Hmmm. I though Tidy with xhtml-output option set would actually quote attributes and close tags as required.

BlackDex

9:04 am on Mar 7, 2005 (gmt 0)

10+ Year Member



@ergophobe:
It does, but becouse it add's and/or removes some of the code (wichs i havent figured out yet), it changes the layout of the page, and thats the prob :(.

It isn't a dam easy task.. but i think im getting there :).
--

@ironik:
Thx.. im gona try it out :), and mold it to my useage.

BlackDex

4:27 pm on Mar 7, 2005 (gmt 0)

10+ Year Member



Well.. i figured out why Tidy changes the layout.
It trims what tidy thinks empty tags, wich are not empty.

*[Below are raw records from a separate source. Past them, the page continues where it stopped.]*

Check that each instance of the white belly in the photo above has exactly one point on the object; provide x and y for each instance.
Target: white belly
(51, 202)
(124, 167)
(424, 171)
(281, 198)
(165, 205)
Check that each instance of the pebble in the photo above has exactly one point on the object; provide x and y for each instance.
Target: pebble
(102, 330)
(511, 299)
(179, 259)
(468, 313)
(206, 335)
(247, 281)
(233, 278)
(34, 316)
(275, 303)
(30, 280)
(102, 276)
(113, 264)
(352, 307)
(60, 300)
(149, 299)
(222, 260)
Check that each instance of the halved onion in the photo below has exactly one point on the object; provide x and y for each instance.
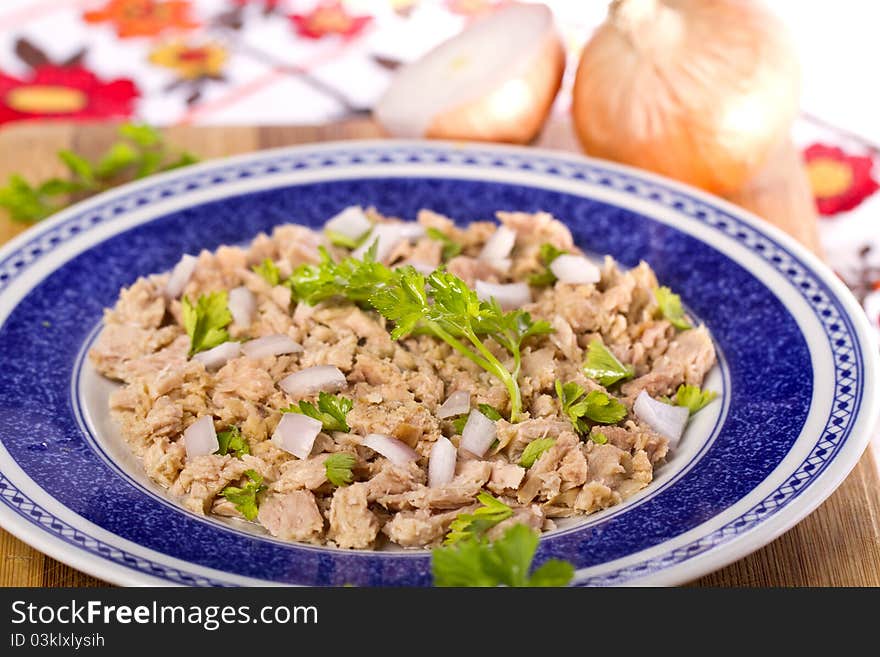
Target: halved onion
(575, 269)
(351, 222)
(392, 449)
(296, 434)
(180, 276)
(312, 380)
(200, 438)
(508, 295)
(495, 81)
(215, 358)
(478, 434)
(458, 403)
(441, 463)
(270, 345)
(242, 305)
(667, 420)
(499, 245)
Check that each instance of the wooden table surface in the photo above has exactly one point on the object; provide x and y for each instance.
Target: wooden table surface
(838, 544)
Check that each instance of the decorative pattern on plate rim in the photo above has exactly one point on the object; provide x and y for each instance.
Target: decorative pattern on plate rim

And i can't find anything to fix this. No option or whatever to disable it.

ergophobe

7:39 pm on Mar 7, 2005 (gmt 0)

WebmasterWorld Senior Member 10+ Year Member Top Contributors Of The Month



Which tags does it trim? You can fix this for paragraph tags

[tidy.sourceforge.net...]

BlackDex

7:52 pm on Mar 7, 2005 (gmt 0)

10+ Year Member



as far as i can see it is only the <span> tag..

And i tryed that option also, it has no effect.

BlackDex

12:21 pm on Mar 9, 2005 (gmt 0)

10+ Year Member



Well i have got the following a litle bit working.


function addAttributeQuotes($html, $attr)
{
$pattern = "/([\s]". $attr . "=)([^\"\'][\w\_\-\:\;]+[^\"\'>])/im";
return preg_replace($pattern, '$1"$2"', $html);
}

function fixHTML($html)
{
$attr_array = array ('class',
'lang',
'size',
'cellpadding',
'cellspacing',
'width',
'height',
'bgcolor',
'type',
);
foreach ($attr_array as $attr)
{
$html = addAttributeQuotes($html, $attr);
}
return $html;
}

If for example i use this part of HTML:


<p class=MsoNormal><font size=3 face="Comic Sans MS"><span lang=NL
style='font-size:12.0pt;font-family:"Comic Sans MS"'>&nbsp;</span></font></p>

It will change it to:


<p class="MsoNormal"><font size=3 face="Comic Sans MS"><span lang="NL
"style='font-size:12.0pt;font-family:"Comic Sans MS"'>&nbsp;</span></font></p>

Notice that the 'size' attribute doesn't get changed :( this also happens for 'cellspacing' and 'cellpadding' etc.. so some if it works.. but not everything :(.
What do i have wrong in that code that it will not work?

Thx in advance

BlackDex

9:11 am on Mar 11, 2005 (gmt 0)

10+ Year Member



Owkay... i posted a question about this on the PHP News group, and with some help i got this working :).


<?php
function tag_rep($tag)
{
return preg_replace('/(?<!\<)(\S+)\s*=\s*(?<![\'"])([^\s\'"]+)(?![\'"])/','\1="\2"',$tag);
}

$html="<p class=MsoNormal id=par><font size=3 face=\"Comic Sans
MS\"><span lang=NL style='font-size:12.0pt;font-family:\"Comic Sans
MS\"'><a
href=http://www.php.net/index.php>&nbsp;key=value&nbsp;</a></span></font></p>";

echo 'Normal HTML:<br><textarea cols="70" rows="10">';
echo $html;
echo "</textarea><br><br>";

$improved_html = preg_replace('/\<(.*)\>/Ueis','"<".tag_rep("\1").">"',$html);
echo 'Improved HTML:<br><textarea cols="70" rows="10">';
echo str_replace("\\'","'",$improved_html);
echo "</textarea>";
?>

ergophobe

4:32 pm on Mar 17, 2005 (gmt 0)

WebmasterWorld Senior Member 10+ Year Member Top Contributors Of The Month



Thanks for following up. I haven't tried it, but it looks handy.